As the second most prevalent retinal vascular disease leading to vision loss, retinal vein occlusion (RVO) affects approximately 28 million people worldwide, and its prevalence is rising due to high-fat dietary habits. RVO is particularly concerning due to its high recurrence rate and lack of curative treatment strategies. Although various retinal models have been developed to study retinal vascular diseases, replicating tissue-specific microenvironments remains challenging. In particular, incorporating key features, such as the blood–retinal barrier (BRB) and narrow vascular structures, has proven difficult in previous models. To address this issue, we developed a retina-on-a-chip using an integrated 3D bioprinting system that combines multi-nozzle and triple-coaxial printing with a hybrid retinal-derived decellularized extracellular matrix (RdECM) bioink and vascular tissue-derived dECM (VdECM). This platform successfully incorporated BRB compartments and interconnected vascular structures. To simulate RVO, we fabricated an RVO-on-a-chip by perfusing low-density lipoprotein (LDL) and adjusting the vascular printing speed to create a narrowed vasculature.
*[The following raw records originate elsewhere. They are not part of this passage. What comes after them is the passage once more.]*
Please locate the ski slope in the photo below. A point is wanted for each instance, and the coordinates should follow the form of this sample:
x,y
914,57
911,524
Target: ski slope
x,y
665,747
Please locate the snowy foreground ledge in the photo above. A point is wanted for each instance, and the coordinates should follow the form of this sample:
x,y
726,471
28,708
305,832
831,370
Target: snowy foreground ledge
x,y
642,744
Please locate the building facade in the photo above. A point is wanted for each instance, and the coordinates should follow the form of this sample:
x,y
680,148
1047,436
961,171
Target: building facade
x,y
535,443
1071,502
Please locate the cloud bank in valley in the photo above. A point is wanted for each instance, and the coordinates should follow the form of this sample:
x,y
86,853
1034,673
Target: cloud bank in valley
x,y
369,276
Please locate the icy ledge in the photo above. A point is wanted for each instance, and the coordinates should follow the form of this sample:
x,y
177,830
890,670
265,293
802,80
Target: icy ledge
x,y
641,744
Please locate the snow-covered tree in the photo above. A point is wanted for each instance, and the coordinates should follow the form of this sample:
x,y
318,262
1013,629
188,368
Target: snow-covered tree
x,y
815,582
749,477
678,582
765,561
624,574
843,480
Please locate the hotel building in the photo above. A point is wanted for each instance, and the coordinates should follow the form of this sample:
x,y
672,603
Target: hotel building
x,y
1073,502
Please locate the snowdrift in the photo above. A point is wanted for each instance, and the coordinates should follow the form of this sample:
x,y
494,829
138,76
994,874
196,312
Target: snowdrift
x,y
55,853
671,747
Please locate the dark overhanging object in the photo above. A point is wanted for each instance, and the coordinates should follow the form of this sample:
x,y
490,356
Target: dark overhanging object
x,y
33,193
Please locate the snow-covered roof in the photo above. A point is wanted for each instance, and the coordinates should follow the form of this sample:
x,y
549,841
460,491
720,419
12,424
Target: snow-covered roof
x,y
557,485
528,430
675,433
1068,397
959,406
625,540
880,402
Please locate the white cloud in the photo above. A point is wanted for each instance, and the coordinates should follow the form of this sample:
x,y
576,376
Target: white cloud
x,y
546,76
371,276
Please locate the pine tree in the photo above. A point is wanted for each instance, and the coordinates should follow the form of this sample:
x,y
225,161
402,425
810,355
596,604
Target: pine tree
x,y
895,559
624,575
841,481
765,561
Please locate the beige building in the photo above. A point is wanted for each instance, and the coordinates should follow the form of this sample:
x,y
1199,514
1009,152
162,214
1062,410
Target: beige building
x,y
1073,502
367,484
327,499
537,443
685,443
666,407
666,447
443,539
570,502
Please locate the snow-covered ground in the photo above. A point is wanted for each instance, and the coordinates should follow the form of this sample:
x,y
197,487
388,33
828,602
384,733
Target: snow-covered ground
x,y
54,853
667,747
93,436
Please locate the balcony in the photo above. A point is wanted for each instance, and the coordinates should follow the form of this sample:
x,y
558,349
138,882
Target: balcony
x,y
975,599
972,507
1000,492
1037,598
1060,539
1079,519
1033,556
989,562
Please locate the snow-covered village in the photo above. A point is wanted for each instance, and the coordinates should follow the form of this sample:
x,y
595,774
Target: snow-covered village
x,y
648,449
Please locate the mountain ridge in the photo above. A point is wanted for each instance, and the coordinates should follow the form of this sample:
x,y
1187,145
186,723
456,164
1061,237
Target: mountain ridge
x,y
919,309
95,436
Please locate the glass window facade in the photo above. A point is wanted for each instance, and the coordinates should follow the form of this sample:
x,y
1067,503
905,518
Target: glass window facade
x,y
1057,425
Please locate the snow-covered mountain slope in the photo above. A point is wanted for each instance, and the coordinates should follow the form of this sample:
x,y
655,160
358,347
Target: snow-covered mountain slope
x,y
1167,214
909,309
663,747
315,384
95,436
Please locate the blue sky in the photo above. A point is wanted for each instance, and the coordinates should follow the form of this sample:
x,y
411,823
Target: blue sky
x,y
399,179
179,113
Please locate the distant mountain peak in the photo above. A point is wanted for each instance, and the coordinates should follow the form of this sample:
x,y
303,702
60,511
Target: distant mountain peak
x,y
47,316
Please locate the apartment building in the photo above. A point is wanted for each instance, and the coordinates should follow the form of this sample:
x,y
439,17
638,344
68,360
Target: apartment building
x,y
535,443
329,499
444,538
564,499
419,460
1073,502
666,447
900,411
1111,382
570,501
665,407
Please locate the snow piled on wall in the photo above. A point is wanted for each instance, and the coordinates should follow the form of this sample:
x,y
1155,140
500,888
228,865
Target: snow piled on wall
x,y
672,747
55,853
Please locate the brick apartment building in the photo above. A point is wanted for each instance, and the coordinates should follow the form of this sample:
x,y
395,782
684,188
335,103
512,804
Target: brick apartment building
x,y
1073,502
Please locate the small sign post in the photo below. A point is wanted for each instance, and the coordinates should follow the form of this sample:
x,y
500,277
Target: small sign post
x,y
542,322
The RVO-on-a-chip successfully recapitulated RVO progression, with pathological changes originating from the blood vessels and propagating through the inner and outer BRB compartments, closely mimicking real RVO lesions. Furthermore, drug treatments applied to the chip demonstrated efficacy comparable to clinical outcomes. Our chip effectively replicated key pathological features of retinal vascular diseases, providing a valuable platform for drug testing and advancing research on retinal vascular pathology. This chip holds promise for improving therapeutic strategies for RVO and related disorders.